Coincide, a bote pronto, con los años en que se prohibe a Erasmo en
España.
-Efectivamente:
no es nada grato aquello suyo de Monachatus
non est pietas. De donde
se deriva el famoso refrán que, un hombre como usted, conocerá sin
duda: “Quien no ama a Erasmo o es fraile o es asno.”
-Sí,
lo conocía. ¿Ha visto usted el grabado del libro de Bataillon? Me
refiero a ese que cayó en manos de un censor español: igual que
hace un alumno de la ESO con la fotografía de un profesor que lo ha
suspendido, está lleno de tachaduras, con un ojo entintando...
-Sí,
lo recuerdo. Y eso me ha hecho recordar que cuando comienza la
Contrarreforma, en algún convento de Andalucía, los frailes vivían
con mujeres en dicho convento, cada uno con la suya. Creo que
Cisneros los obligó a abandonarlas, y entonces se pasaron a
Marruecos, se convirtieron al Islam, y siguieron todos juntos.
-El
triunfo del amor. Se podían haber exclaustrado. Aunque tal vez eso,
en aquellos años, fuera excesivamente lento y complicado, si es que
se podía hacer.
-No
lo sé. Pero seguro que había otras formas de escapar y salir con
bien. O aceptar el matrimonio de los sacerdotes, como proponía
Lutero. Recuerde usted que, gracias a los procesos inquisitoriales,
sabemos que la gente se separaba y se volvía a casar: sencillamente
abandonaban a la mujer y se iban a otro pueblo. Sin papeles ni
documentos, uno tenía la oportunidad de ser lo que deseaba ser.
-Sí,
pero por lo que cuenta, cayeron en manos de la Inquisición.
-Algunos,
querido amigo, algunos; no todos. Aunque el brazo de la justicia
siempre ha sido largo. Y terrorífico.
-Con
los débiles. Y más el brazo de la justicia eclesiástica. Pero
volviendo a nuestro tema: también habla Zweig de que Erasmo, en sus
críticas, acentúa que el mantenimiento de las formas externas, en
la religión, no constituye la esencia de esta, ni mucho menos.
-Eso
es lo que, entre otras cosas, lo va a hacer atractivo para nuestro
país, lleno de conversos, cristianos viejos, marranos, judaizantes e
inquisidores.
-¡Qué
terrible! Si una persona no se convertía al cristianismo era
perseguido, y si lo hacía era un marrano con nulos o escasos
derechos.
-El
fracaso de Erasmo, querido amigo, el fracaso de Erasmo.
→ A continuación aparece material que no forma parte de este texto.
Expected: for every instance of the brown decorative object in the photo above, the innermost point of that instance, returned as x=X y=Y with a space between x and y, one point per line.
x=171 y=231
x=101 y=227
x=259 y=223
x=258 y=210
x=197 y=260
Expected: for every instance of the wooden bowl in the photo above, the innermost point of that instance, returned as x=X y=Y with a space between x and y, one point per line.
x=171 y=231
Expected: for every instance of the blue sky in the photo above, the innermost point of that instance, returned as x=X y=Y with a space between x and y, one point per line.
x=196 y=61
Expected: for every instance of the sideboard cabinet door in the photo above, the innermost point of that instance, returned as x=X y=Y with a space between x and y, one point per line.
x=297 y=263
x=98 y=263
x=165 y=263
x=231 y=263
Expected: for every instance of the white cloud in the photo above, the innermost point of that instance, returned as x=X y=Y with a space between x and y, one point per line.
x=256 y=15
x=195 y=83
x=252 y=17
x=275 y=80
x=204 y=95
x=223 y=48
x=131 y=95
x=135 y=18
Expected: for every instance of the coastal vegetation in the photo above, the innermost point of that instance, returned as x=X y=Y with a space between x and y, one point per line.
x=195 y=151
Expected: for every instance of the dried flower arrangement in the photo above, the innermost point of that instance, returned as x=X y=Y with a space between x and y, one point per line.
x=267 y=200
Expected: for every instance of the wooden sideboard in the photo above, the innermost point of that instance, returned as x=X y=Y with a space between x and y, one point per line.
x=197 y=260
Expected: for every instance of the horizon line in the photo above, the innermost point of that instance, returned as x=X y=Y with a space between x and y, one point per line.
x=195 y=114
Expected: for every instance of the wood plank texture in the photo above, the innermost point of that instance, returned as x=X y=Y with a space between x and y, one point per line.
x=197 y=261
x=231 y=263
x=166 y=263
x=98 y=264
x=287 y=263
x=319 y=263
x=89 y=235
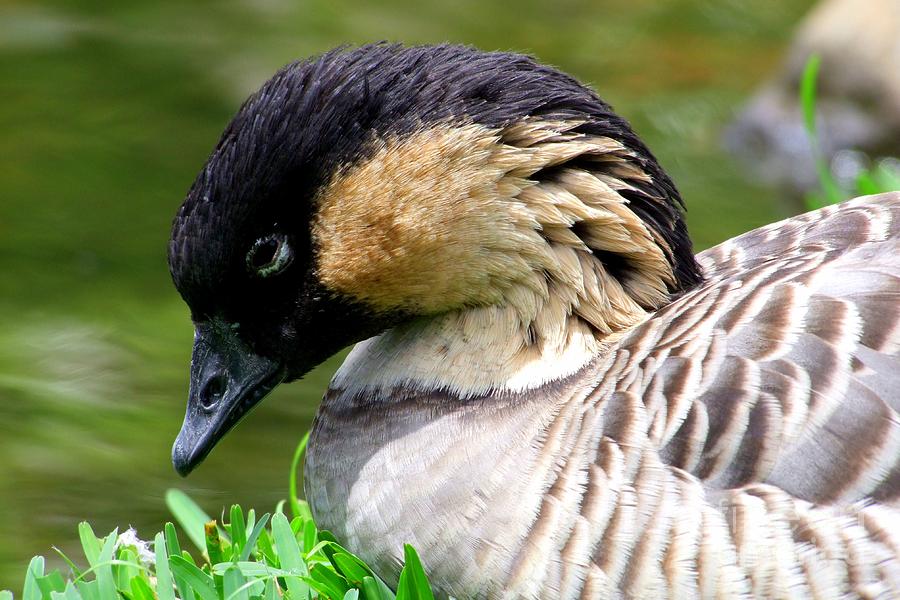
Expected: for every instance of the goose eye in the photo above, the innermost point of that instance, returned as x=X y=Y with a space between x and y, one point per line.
x=269 y=255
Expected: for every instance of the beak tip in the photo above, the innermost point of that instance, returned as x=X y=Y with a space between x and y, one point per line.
x=182 y=459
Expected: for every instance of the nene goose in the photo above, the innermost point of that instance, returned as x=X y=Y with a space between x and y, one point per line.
x=554 y=398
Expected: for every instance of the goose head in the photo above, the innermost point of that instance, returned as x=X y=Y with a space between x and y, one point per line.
x=371 y=188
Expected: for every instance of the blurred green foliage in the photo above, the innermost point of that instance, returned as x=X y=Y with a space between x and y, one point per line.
x=109 y=110
x=883 y=177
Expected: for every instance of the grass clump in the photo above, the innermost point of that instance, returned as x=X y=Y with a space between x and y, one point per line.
x=249 y=557
x=884 y=176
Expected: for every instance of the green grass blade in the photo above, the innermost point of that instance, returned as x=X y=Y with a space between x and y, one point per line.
x=808 y=93
x=254 y=535
x=31 y=590
x=75 y=570
x=353 y=569
x=238 y=528
x=189 y=515
x=88 y=590
x=213 y=543
x=271 y=592
x=89 y=543
x=124 y=573
x=250 y=569
x=51 y=582
x=103 y=569
x=375 y=589
x=172 y=546
x=140 y=590
x=198 y=581
x=831 y=190
x=70 y=593
x=163 y=576
x=418 y=583
x=289 y=556
x=310 y=535
x=298 y=509
x=233 y=585
x=327 y=581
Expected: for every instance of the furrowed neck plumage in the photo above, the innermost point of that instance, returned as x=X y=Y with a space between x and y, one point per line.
x=521 y=246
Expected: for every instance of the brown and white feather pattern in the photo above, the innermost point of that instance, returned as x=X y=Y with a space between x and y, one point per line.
x=741 y=442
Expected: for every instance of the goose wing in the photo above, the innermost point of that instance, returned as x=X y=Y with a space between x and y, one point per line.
x=784 y=367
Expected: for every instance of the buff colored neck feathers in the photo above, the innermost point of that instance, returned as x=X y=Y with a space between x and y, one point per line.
x=508 y=249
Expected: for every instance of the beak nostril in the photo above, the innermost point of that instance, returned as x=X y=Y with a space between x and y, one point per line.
x=212 y=390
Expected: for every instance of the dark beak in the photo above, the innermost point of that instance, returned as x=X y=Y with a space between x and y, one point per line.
x=227 y=380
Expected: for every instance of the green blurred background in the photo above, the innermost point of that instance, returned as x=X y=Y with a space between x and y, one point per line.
x=109 y=109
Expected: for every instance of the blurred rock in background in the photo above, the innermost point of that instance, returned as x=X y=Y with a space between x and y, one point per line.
x=858 y=99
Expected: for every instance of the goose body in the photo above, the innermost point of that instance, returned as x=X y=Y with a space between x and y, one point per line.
x=554 y=398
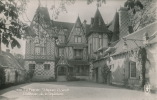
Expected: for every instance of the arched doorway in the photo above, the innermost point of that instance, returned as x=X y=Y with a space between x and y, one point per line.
x=62 y=73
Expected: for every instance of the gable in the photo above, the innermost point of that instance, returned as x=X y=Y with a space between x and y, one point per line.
x=62 y=61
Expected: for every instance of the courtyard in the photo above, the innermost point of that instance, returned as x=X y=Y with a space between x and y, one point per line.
x=78 y=90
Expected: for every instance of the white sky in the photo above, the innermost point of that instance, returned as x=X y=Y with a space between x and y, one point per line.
x=80 y=8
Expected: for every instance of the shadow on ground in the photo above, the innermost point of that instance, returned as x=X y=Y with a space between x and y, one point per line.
x=2 y=91
x=83 y=84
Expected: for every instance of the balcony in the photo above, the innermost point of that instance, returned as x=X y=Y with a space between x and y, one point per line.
x=78 y=57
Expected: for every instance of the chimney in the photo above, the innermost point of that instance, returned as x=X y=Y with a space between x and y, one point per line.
x=8 y=50
x=124 y=22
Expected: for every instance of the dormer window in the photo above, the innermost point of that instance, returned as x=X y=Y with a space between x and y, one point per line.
x=78 y=29
x=78 y=39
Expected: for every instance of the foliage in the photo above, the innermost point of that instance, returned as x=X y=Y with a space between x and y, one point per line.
x=11 y=27
x=30 y=75
x=141 y=12
x=132 y=4
x=142 y=56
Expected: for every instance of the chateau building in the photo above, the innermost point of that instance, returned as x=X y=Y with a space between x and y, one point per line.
x=67 y=51
x=40 y=47
x=68 y=55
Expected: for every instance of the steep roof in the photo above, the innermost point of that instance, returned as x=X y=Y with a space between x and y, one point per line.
x=64 y=25
x=42 y=19
x=137 y=36
x=114 y=27
x=97 y=23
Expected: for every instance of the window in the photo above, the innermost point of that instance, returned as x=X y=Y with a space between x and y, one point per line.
x=46 y=66
x=37 y=50
x=132 y=69
x=61 y=51
x=95 y=46
x=78 y=39
x=31 y=66
x=78 y=54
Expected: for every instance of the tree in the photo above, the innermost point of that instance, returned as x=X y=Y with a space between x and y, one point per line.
x=141 y=12
x=2 y=76
x=11 y=28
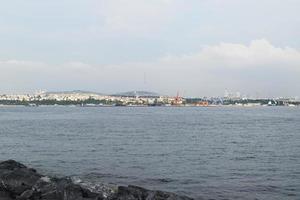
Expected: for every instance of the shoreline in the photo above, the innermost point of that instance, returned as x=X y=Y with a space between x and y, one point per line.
x=18 y=182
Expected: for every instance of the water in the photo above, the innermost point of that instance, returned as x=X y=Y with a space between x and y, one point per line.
x=209 y=153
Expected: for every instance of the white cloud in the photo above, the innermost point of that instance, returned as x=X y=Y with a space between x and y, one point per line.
x=136 y=15
x=257 y=67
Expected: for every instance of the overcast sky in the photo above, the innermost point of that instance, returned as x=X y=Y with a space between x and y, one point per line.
x=196 y=47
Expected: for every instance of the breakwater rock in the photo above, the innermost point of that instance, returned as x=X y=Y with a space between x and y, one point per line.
x=22 y=183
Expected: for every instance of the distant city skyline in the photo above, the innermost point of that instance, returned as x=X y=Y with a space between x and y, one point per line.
x=197 y=47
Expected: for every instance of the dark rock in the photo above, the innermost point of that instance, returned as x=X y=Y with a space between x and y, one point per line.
x=17 y=182
x=138 y=193
x=5 y=196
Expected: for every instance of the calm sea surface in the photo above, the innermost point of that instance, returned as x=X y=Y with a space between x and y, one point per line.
x=209 y=153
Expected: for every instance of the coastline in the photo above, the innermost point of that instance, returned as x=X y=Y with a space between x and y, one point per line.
x=18 y=182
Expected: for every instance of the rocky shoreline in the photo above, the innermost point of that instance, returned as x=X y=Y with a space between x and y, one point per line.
x=22 y=183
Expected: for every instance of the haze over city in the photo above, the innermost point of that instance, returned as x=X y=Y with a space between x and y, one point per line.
x=197 y=47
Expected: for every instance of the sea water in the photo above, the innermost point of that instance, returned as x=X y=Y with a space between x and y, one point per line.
x=205 y=153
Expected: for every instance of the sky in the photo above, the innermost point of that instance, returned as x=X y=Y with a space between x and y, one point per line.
x=196 y=47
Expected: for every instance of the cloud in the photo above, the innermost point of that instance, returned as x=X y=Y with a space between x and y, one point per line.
x=136 y=16
x=258 y=67
x=229 y=55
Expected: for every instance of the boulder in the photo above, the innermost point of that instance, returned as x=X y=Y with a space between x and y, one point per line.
x=18 y=182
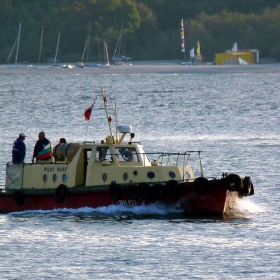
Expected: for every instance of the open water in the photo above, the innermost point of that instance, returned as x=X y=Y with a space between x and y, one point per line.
x=232 y=115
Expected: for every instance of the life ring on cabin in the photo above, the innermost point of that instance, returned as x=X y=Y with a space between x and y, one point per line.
x=158 y=191
x=60 y=193
x=19 y=198
x=144 y=191
x=115 y=191
x=233 y=182
x=132 y=190
x=172 y=187
x=201 y=185
x=247 y=186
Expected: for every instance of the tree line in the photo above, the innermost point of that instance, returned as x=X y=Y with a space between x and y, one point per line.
x=150 y=28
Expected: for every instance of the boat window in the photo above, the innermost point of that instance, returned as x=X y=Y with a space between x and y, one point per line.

O mejor
dicho, el fracaso de una época, porque hacerle cargar a él con todo
esto por no haber asistido a ambas Dietas me parece, cuanto menos,
una terrible hipocresía.
-A
veces, Azorín, cuando acusan a Erasmo de cobarde o pusilánime, me
pregunto si quien hace esta acusación se ha preguntado, a su vez, si
a Erasmo le interesaba la acción. Zweig dice que de haber sido más
audaz, Erasmo hubiera podido llevar a cabo una reforma, pues lo
seguía mucha gente.
-Eso,
querido amigo, es hacer cábalas. Quien tenía que haber tomado
conciencia de la situación, haberlo oído y seguido, era la Iglesia,
el Papa y el clero. Pero tal vez había ya demasiados intereses de
por medio. Y estos primaron sobre las enseñanzas de Cristo.
-En
tanto leía la biografía, y ya que estamos hablando del fracaso,
también me he acordado de san Francisco de Asís: este también
fracasó estrepitosamente.
-Pues
claro, querido amigo, igual que Jesús y Erasmo. ¿Y por qué? Por
exigir demasiado.
-En
eso tiene usted razón: todo lo que salga del planteamiento de
tenerlos encerrados en un aula, y de elevar el nivel de exigencia,
está destinado al fracaso.
-Efectivamente.
Ya tenemos la fuente ante nosotros. Pero me gustaría, con su
permiso, seguir hablando de Erasmo. Hay muchas cosas que se nos han
quedado pendientes. Aunque me temo que no lo agotaremos. ¿No le
parece?
-Estoy
convencido de ello. Pero aún así creo que vale la pena que sigamos
dialogando sobre él. ¿Sabe que en la catedral de Mallorca hasta
hace poco tiempo colgaban de sus muros la lista de todos los judíos
de la isla?
-Seguiremos
con Erasmo. Forma parte de nuestra historia. Y nosotros no tenemos
nada que temer.
Hacía
una mañana espléndida. El sol ya se anunciaba por encima de las
azuladas montañas. Bebió agua Azorín, un ritual que le encantaba y
al que no quería renunciar, y emprendimos el regreso al pueblo.
Ambos íbamos meditando sobre Erasmo y una parte de nuestra historia.